The skill runs phasing engines (Beagle 5.4 or SHAPEIT5) on normalized, filtered VCF/BCF inputs to produce phased outputs (| notation). It supports using genetic maps and reference panels to improve accuracy, per-chromosome batching for parallelization, and two-stage SHAPEIT5 workflows for large datasets (common scaffold then rare-variant phasing). It also includes example commands to inspect and validate phased genotypes.

When to use it

  • Preparing VCFs for genotype imputation workflows
  • HLA typing workflows that require phased alleles
  • Population genetics analyses that need haplotypes (LD, IBD, selection scans)
  • Large-cohort phasing where memory and speed trade-offs matter
  • When you have a suitable reference panel or genetic map to improve accuracy

Best practices

  • Normalize and filter input VCFs first (biallelic SNPs, remove missing if needed)
  • Phase per chromosome to parallelize and reduce memory load, then concat outputs with bcftools
  • Provide a genetic map and, if available, a reference panel to improve phasing accuracy
  • Set seed and document parameters (nthreads, window, ne) for reproducibility
  • Check outputs for phased genotype notation (0|1 vs 0/1) and compute switch error rates if truth sets exist

Example use cases

  • Run Beagle for a medium cohort with a genetic map: java -jar beagle.jar gt=input.vcf.gz map=genetic_map.txt out=phased nthreads=8
  • Phase biobank-scale data with SHAPEIT5: phase common variants to build a scaffold, then phase rare variants onto that scaffold
  • Phase each chromosome in parallel then concatenate with bcftools concat and index with bcftools index
  • Use a reference panel with Beagle or SHAPEIT5 to improve phasing of rare alleles before downstream imputation
  • Validate phased output by querying GT fields and counting '|' phased genotypes using bcftools query

FAQ

Which tool should I choose: Beagle or SHAPEIT5?

Beagle 5.4 is a solid general-purpose phaser and easy to run; SHAPEIT5 scales better for very large datasets and supports a two-stage common+rare phasing strategy. Choose based on dataset size, memory, and available reference panels.

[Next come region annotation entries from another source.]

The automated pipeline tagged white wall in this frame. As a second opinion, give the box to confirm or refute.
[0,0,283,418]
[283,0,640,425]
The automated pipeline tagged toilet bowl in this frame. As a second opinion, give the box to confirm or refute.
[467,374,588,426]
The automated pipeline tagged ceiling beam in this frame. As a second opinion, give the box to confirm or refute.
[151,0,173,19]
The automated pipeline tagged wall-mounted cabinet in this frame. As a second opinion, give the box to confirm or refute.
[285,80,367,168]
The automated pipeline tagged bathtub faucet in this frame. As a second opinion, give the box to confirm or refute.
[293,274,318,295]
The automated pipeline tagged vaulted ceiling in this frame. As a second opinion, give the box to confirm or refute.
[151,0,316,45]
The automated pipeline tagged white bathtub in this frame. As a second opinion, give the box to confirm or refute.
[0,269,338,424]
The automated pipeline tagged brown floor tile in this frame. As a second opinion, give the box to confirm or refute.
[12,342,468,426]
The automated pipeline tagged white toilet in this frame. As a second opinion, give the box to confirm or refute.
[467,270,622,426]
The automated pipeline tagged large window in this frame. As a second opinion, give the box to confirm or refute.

Do I always need a genetic map or reference panel?

No, phasing works without them but accuracy improves with a genetic map and especially with a matched reference panel. Use maps and panels when available for better phasing of both common and rare variants.

How do I check that phasing succeeded?

Inspect genotype fields with bcftools query and confirm phased GTs contain '|' characters. For accuracy, compare against trio truth data or compute switch error rates when truth is available.